During the session of this assembly the influence of Madame Roland on men of all modes of thought became most marked. Her parlors were the rendezvous of eminent men, and men destined to become eminent. It is impossible to discover, from the carping records of that time, that she asserted her powers by an unwomanly effort. Men felt in her presence that they were before a great intellectual being—a creative and inspiring mind—and it shone upon them without effort, like the sun. Among these visitors was Maximilien Robespierre, who afterwards took her life. He was then obscure, despised, and had been coughed down when he rose to speak. She discerned his talents, and encouraged him. He said little, but was always near her, listening to all she said; and in his after days of power, he reproduced, in many a speech, what he had heard this wondrous woman say. In this time of his unpopularity she unquestionably saved him from the guillotine by her own personal and persistent intercession with men in power.
By the time that the session of this assembly drew near its close the ground-swell began to be felt of that tempest of popular wrath which eventually swept over France, and which the Jacobins rode and directed until it dashed even them upon the rocks. Squalor came forth and consorted with cleanliness; vice crept from its dens and sat down by the side of purity in high places; atheism took its stand at the altar, and ministered with the priest.
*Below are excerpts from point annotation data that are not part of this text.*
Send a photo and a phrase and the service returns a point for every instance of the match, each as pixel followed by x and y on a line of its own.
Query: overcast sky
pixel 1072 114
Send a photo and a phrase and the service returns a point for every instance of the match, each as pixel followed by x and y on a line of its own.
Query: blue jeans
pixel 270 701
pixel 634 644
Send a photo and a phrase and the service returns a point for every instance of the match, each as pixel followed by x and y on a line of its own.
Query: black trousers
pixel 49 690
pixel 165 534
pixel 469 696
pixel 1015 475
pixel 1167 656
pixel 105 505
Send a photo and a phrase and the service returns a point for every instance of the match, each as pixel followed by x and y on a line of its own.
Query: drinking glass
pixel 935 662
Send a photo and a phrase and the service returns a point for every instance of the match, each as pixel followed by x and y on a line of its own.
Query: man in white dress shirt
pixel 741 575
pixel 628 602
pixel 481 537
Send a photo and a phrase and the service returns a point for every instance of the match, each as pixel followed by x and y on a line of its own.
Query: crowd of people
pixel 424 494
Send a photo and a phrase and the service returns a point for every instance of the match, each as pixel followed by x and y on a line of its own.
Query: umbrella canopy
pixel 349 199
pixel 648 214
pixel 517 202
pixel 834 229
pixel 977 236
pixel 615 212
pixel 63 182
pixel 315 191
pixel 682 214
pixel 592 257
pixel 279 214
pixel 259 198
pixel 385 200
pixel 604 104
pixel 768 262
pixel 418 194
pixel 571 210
This assembly adjourned, and the Rolands returned, for a short time, to Platiere. By this time it was evident that the monarchy could not stand against the attacks of both its enemies; the king was compelled to yield; he threw himself into the arms of the Girondists, as his least obnoxious foes. He formed a new cabinet, and to Roland was given the ministry of the interior. It was a very great office. Its incumbent had administrative charge of all the internal affairs of France. The engraver’s daughter was now the mistress of a palace. From the lowly room where she had read Plutarch until her mind was made grand with ideas of patriotic glory, until she loved her country as once she loved her God, she had gone by no base degrees to an eminence where her beloved France, with all its hopes and woes and needs and resources, lay like a map beneath her—a map for her and hers to change.